See /spec/CSP-1.md for the full binary specification.


Quick Start

pip install sentence-transformers scikit-learn numpy

# Encode a conversation
python src/encode.py --input my_conversation.json --output identity.fp

# Identify a speaker
python src/identify.py --query "new message here" --candidates *.fp

# Generate in someone's style
python src/decode.py --fp identity.fp --prompt "Tell me about your day"

Repository Structure

ConvoSeed/
├── README.md
├── LICENSE                          ← MIT
├── CONTRIBUTING.md
├── /docs
│   ├── ConvoSeed_Whitepaper.docx    ← arXiv-ready academic paper
│   ├── ConvoSeed_ResearchPaper.docx ← detailed technical paper
│   ├── ConvoSeed_Poster.pdf      ← conference poster (CHI 2026)
│   └── ConvoSeed_ProtocolSpec.pdf ← protocol specification sheet
├── /spec
│   └── CSP-1.md                     ← plain-text binary spec
├── /src
│   ├── encode.py                    ← fingerprint encoder
│   ├── decode.py                    ← style-conditioned generation
│   └── identify.py                  ← speaker identification
├── /experiments
│   └── gemma3_12b_results.json      ← February 2026 experimental results
└── /examples
    └── sample_identity.fp           ← anonymised example fingerprint

Documents

Document Format Description
Whitepaper DOCX 6-section academic paper, arXiv-ready
Research Paper DOCX Full technical paper with equations + references
Conference Poster PDF CHI 2026 style research poster
Protocol Spec Sheet PDF One-page technical specification
Presentation PPTX 12-slide pitch deck
W3C Note PDF Submission to W3C AI Agent Protocol CG

Open Challenges

These are the three open research questions. Collaboration welcome — open an Issue.

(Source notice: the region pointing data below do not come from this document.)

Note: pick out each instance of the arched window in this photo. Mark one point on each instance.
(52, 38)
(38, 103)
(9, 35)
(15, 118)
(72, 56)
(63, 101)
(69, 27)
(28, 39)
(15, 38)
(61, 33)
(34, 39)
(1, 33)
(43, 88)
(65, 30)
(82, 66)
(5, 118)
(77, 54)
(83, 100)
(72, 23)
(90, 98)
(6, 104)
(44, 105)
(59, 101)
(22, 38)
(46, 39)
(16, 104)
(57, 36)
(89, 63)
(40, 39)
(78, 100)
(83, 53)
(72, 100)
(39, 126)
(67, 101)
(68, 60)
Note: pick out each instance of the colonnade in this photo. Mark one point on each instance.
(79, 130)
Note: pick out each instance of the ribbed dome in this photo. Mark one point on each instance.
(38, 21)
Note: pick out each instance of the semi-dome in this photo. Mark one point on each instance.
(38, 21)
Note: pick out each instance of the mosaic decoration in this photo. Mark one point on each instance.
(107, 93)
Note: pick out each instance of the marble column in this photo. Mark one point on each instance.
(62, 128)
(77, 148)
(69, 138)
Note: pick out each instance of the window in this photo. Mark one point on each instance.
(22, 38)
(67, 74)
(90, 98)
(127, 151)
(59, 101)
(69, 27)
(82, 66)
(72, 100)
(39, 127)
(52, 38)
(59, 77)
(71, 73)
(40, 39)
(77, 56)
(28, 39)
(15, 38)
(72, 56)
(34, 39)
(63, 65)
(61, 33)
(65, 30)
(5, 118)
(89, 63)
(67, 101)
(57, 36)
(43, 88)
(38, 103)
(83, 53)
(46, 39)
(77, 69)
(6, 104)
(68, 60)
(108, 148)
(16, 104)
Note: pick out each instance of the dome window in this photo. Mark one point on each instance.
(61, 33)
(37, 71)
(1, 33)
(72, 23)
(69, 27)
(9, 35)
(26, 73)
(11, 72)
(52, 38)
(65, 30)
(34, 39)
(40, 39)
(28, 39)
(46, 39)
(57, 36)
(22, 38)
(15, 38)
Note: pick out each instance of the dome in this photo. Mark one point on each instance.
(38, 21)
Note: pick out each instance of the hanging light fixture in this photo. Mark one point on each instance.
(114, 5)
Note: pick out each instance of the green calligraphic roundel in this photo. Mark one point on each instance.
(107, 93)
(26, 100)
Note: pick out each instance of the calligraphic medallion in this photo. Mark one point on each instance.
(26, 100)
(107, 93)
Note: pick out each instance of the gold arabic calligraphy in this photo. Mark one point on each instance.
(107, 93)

  1. Cross-Model Mapping — translating a .fp fingerprint trained on SBERT embeddings into GPT-4 or other backbone spaces without re-encoding the original conversation.

  2. CHUNKS Scaling — formal composition rules for the CHUNKS section when threads exceed 500 messages, while preserving the fixed 200KB file size.

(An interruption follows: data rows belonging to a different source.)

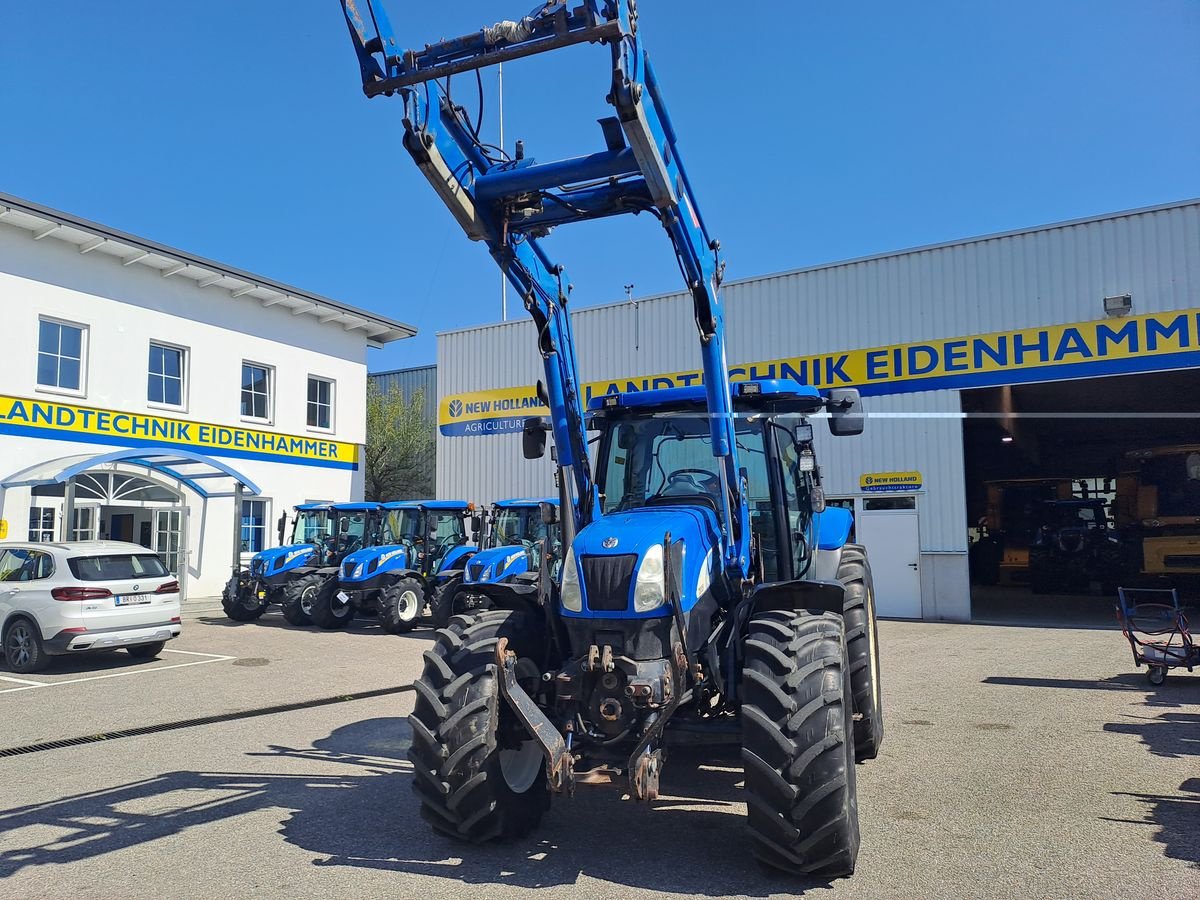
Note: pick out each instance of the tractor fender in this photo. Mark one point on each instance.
(792, 595)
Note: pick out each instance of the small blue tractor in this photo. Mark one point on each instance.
(418, 563)
(523, 540)
(707, 592)
(293, 575)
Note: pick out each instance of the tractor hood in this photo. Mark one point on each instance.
(275, 559)
(497, 563)
(610, 552)
(371, 561)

  3. Incentive Design — what makes AI platforms adopt an open standard that reduces their own lock-in?


Status

Early research. Proof-of-concept validated on real data. Open for collaboration.

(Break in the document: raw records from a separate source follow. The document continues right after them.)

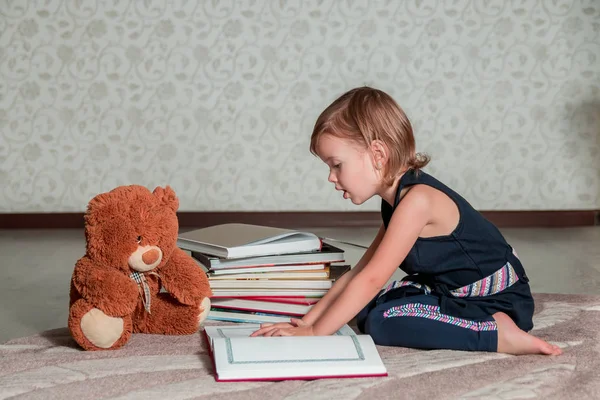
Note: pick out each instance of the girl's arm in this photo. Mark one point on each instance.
(407, 222)
(332, 294)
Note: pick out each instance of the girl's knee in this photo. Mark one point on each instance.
(382, 332)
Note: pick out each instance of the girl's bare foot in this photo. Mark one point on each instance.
(513, 340)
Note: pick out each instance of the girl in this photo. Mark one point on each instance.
(465, 289)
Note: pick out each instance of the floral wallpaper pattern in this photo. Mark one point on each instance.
(218, 98)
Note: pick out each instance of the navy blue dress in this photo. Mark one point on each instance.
(454, 284)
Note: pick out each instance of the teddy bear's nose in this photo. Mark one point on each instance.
(150, 256)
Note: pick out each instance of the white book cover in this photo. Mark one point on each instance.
(236, 240)
(238, 357)
(270, 284)
(269, 268)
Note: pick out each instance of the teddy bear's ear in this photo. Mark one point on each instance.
(167, 197)
(98, 207)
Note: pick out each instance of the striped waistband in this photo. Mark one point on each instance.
(492, 284)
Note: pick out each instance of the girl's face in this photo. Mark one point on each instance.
(351, 168)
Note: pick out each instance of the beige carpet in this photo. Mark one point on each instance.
(49, 366)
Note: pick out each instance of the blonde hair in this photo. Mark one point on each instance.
(365, 114)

  • Protocol specification (CSP-1 v0.2)
  • Proof-of-concept encoder/decoder
  • Speaker identification experiment (1,000 trials)
  • Multi-model validation (GPT-2, Gemma3:1b, Gemma3:12b)
  • Real conversation validation (524 messages)
  • Multi-speaker support
  • Cross-model mapping
  • Public dataset (seeking contributors)
  • W3C Community Group submission

Licence

MIT. Open forever.


Contact

Open an Issue for technical questions.
For collaboration or research enquiries: see CONTRIBUTING.md.

Project details


Download files

Download the file for your platform. If you're not sure which to choose, learn more about installing packages.

Source Distribution

convoseed_agent-1.1.0.tar.gz (23.0 kB view details)

Uploaded Source

Built Distribution

If you're not sure about the file name format, learn more about wheel file names.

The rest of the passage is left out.